7 Test Theory Flashcards
In Classical Test Theory, what is the definition of item difficulty (p-correct)?
The proportion of people passing or ‘endorsing’ the item. The easier the item is to endorse, the higher the p value.
CTT: What is the p-correct in the following example?
I had two apples and Mary gave me three more apples, how many apples would I now have?
A) one apple n=30
B) five apples n=150
C) about 1kg of apples n=10
D) too many apples n=10
150/200 = .75 p = .75
In what way is item difficulty sample dependentin CTT?
Because the difficulty of an item depends on who is trying to solve it – e.g., 3-yr-olds vs. undergrads.
What is the ‘best’ item difficulty level in CTT? And why?
.5 –half the people get it correct
Why? This provides the maximal variation in test scores, and the best possibility of discrimination between participants.
What is wrong, from an item difficulty perspective, with items that everyone gets right or wrong?
Such items do not discriminate between individuals.

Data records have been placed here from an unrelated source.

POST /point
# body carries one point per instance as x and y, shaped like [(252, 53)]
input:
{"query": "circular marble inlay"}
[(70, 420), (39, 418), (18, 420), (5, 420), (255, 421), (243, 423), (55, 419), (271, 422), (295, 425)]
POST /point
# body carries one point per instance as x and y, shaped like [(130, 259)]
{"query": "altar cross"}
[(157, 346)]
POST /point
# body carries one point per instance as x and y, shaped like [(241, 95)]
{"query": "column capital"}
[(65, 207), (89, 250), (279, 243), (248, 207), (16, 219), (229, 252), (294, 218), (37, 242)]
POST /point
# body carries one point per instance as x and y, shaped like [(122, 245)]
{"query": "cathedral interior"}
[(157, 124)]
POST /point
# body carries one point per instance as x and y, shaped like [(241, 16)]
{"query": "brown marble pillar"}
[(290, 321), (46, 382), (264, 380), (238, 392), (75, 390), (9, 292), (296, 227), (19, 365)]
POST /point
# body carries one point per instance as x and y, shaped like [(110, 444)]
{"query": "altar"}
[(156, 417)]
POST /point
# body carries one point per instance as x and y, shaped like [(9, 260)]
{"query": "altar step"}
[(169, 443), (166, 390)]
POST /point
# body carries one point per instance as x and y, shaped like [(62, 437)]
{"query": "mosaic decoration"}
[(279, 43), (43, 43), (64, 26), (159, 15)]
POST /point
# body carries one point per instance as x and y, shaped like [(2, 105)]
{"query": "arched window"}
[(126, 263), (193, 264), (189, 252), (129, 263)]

In CCT, p-correct is a feature of the ________, NOT an _______ characteristic of the item
In CTT, p-correct is a feature of the sample, NOT an absolute characteristic of the item.
In CTT, what is the Extreme Groups Approach to item discrimination?

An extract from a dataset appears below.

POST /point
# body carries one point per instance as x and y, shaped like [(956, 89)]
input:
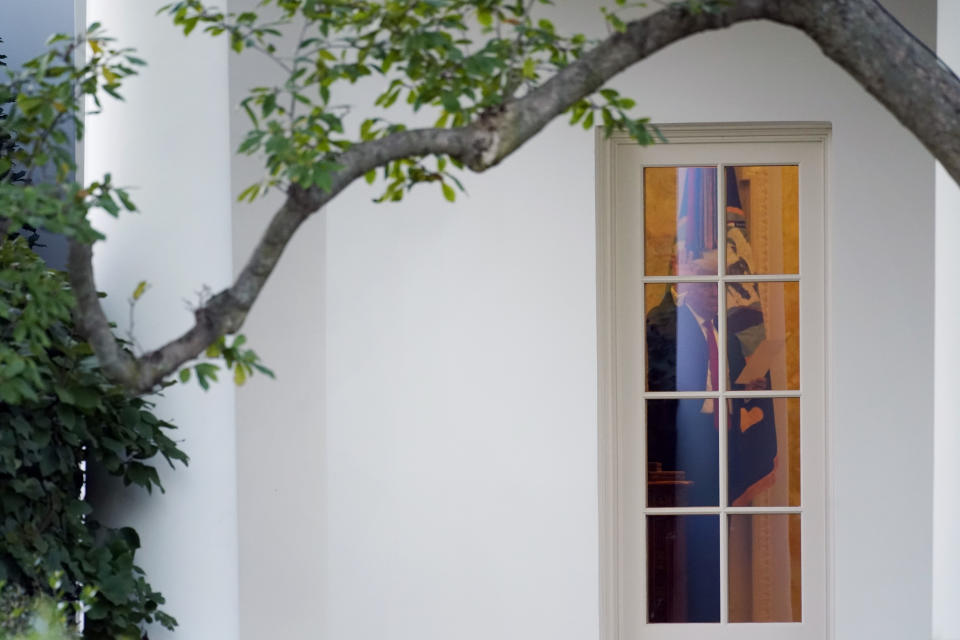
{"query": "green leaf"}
[(485, 18), (448, 192)]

Split the scores into two groups (e.g., top/bottom 25%)
D = P-upper – P-lower
Maximum discrimination is 1.
What is item-total correlation and what does it tell us?
The correlation between score of one item and the total score of all OTHER items.
It tells us the extent to which the single item is measuring the same thing as the total test.
What are inter-item correlations for?
They tell us whether items that should be measuring the same thing are related to each other.
What are four problems with classical test theory?
- Reliabilities and validities are derived from the total score
- Item selection is not fundamental
- Statistics are sample-dependent
- There is, in reality, no conceptual link between difficulty and discrimination (but CTT assumes there is)
In Item Response Theory, what forms the basis of estimating the trait level?
The person’s response pattern to a particular set of items. e.g. what level of extraversion is most likely to have led to this pattern of responses.
How does IRT scale the difficulty of an item?
As how much ability you need to get the item correct.
What do probability curves in IRT model?
The probability of getting an item correct given ability (N of items correct).
Are probability curves in IRT linear? Do they cross?
No, they are curvilinear. No they don’t cross.
What does the IRT model describe?
How changes in level of a trait relate to changes in probability of a certain response.